A total of 28 cases of interactions between marine wildlife and marine litter have been recorded in the last five years (2018–2022). Olive turtles (Lepidochelys olivacea) are most affected by entanglement (n = 25, 89.28%) followed by crabs (n = 2, 7.15%) and fish (n = 1, 3.57%). Fishing related litter is responsible for most of the registered entanglements. For turtles, most reported entanglements were from discarded or lost fishing gear (Fig. 4). [69] have already highlighted the entanglement of sea turtles in discarded gillnets. Similarly, [78] documented that discarded fishing nets constituted the majority of sea turtle entanglements. Entanglement is identified as one of the major sources of mortality for sea turtles worldwide [18, 78, 79]. The cases of entanglement cited here are probably a very small fraction of the total entanglements that have happened in Indian waters. However, this study suggest that Indian waters is a hotspot interaction between sea turtles and fishing litter. The high presence of discarded and lost fishing gear in Indian waters may lead to more pressure on the population of marine fauna that had been heavily affected by human activities in this region. The olive turtle is a vulnerable species according to the list of threatened species of the IUCN. This type of litter has affected other animals such as seabird. [80] recorded the entanglement of seabirds in marine litter associated with fishing activities in coastal Kerala, India.

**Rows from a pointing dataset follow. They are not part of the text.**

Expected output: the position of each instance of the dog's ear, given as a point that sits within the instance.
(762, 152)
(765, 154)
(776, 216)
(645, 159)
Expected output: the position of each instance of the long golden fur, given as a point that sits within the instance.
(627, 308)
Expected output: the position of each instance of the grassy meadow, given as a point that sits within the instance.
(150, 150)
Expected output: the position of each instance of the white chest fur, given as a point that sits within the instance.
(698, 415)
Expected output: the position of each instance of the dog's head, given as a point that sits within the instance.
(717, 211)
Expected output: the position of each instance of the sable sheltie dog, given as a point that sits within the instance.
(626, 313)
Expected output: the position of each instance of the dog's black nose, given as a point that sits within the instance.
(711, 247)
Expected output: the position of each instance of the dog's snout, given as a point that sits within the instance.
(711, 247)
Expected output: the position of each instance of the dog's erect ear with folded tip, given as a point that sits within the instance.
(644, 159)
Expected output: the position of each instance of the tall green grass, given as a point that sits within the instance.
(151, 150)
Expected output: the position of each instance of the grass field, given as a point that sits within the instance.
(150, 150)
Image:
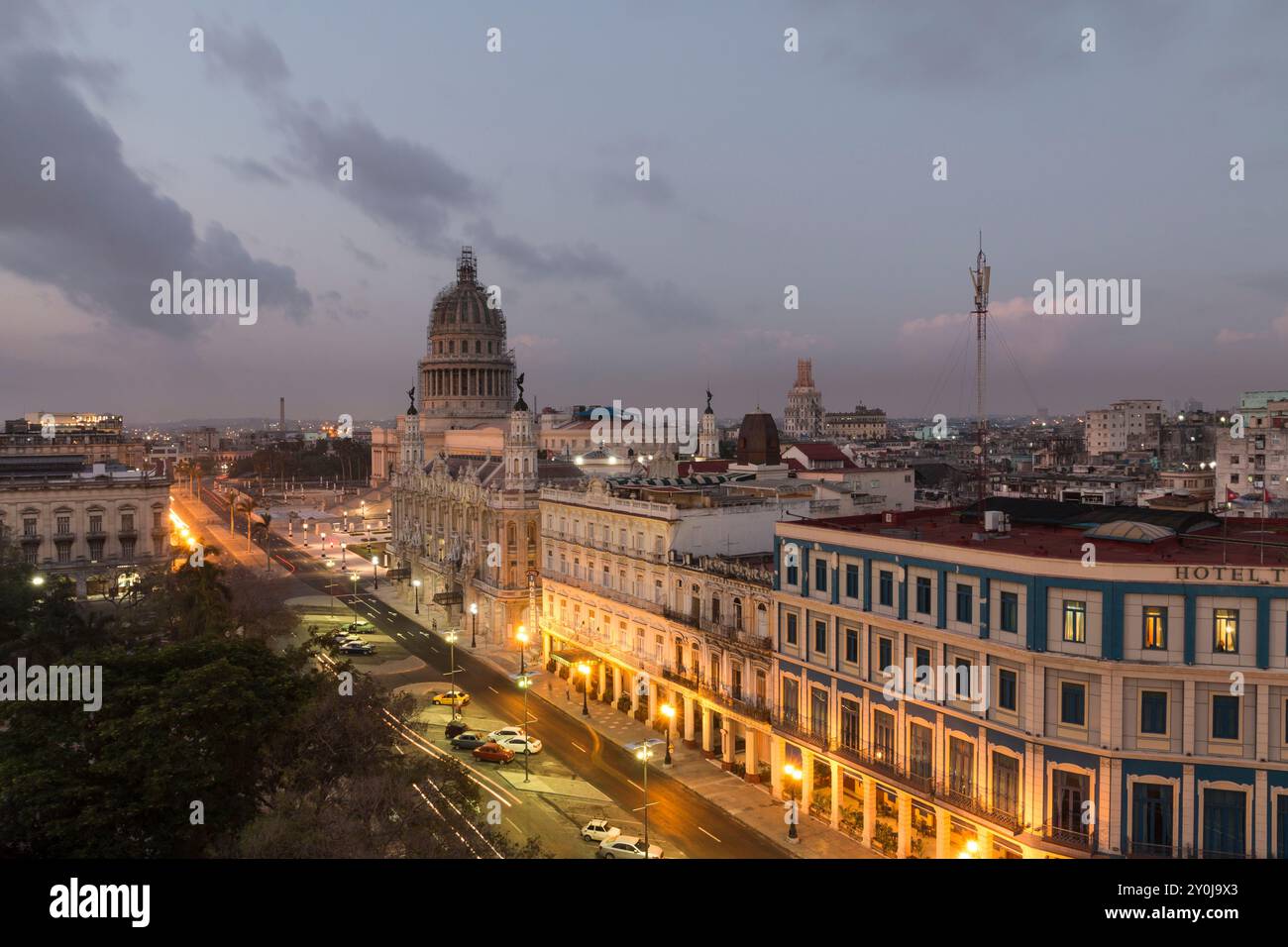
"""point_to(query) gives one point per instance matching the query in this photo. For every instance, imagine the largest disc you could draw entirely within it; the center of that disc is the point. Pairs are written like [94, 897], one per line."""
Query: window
[849, 724]
[1151, 818]
[1225, 630]
[1073, 703]
[961, 767]
[1008, 689]
[1224, 822]
[1153, 712]
[1006, 784]
[1225, 716]
[1010, 612]
[1076, 621]
[1155, 629]
[922, 595]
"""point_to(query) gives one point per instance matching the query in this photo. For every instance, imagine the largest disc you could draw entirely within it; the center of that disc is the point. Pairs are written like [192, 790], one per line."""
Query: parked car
[445, 699]
[469, 740]
[492, 753]
[599, 830]
[626, 847]
[520, 744]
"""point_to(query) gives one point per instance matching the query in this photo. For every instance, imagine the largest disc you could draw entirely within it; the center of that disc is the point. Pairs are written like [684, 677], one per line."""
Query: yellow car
[450, 698]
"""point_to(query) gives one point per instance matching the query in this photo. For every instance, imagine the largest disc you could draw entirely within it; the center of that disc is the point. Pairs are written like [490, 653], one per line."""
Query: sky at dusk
[768, 169]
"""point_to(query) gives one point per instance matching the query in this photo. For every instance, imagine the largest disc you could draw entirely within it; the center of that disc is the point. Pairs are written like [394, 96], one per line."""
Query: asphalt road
[674, 809]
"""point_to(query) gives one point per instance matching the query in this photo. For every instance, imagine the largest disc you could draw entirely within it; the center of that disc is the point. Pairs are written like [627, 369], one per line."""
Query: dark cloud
[254, 171]
[249, 55]
[369, 261]
[99, 232]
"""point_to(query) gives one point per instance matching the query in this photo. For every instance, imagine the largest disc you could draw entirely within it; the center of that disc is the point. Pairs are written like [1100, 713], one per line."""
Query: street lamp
[669, 712]
[643, 751]
[451, 639]
[524, 682]
[585, 690]
[795, 776]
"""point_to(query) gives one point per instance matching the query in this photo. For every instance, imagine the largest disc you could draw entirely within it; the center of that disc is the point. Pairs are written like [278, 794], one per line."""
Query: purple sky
[768, 167]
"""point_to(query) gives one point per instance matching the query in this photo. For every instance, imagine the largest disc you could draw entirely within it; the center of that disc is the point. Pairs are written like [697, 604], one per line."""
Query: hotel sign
[1232, 574]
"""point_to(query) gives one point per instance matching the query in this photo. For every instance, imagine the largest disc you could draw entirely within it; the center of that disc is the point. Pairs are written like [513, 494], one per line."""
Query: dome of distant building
[758, 440]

This study offers some recommendations for improving the quality of these beaches. Poor municipal garbage collection systems, lack of waste management infrastructure, illegal dumping sites, and poorly managed defunct landfills can contribute to marine litter. The majority of the reduction can be done at the source detected in this study. It is important to organize ongoing clean-up programs on these types of sites in order to reduce the accumulation of litter on these beaches. Specifically, it is important to involve fishermen in clean-up operations and to make them aware of the problem of plastic pollution. In addition, the awareness of the fishermen's association on the impact of debris related to fishing activities in the marine ecosystem and for marine fauna are also necessary.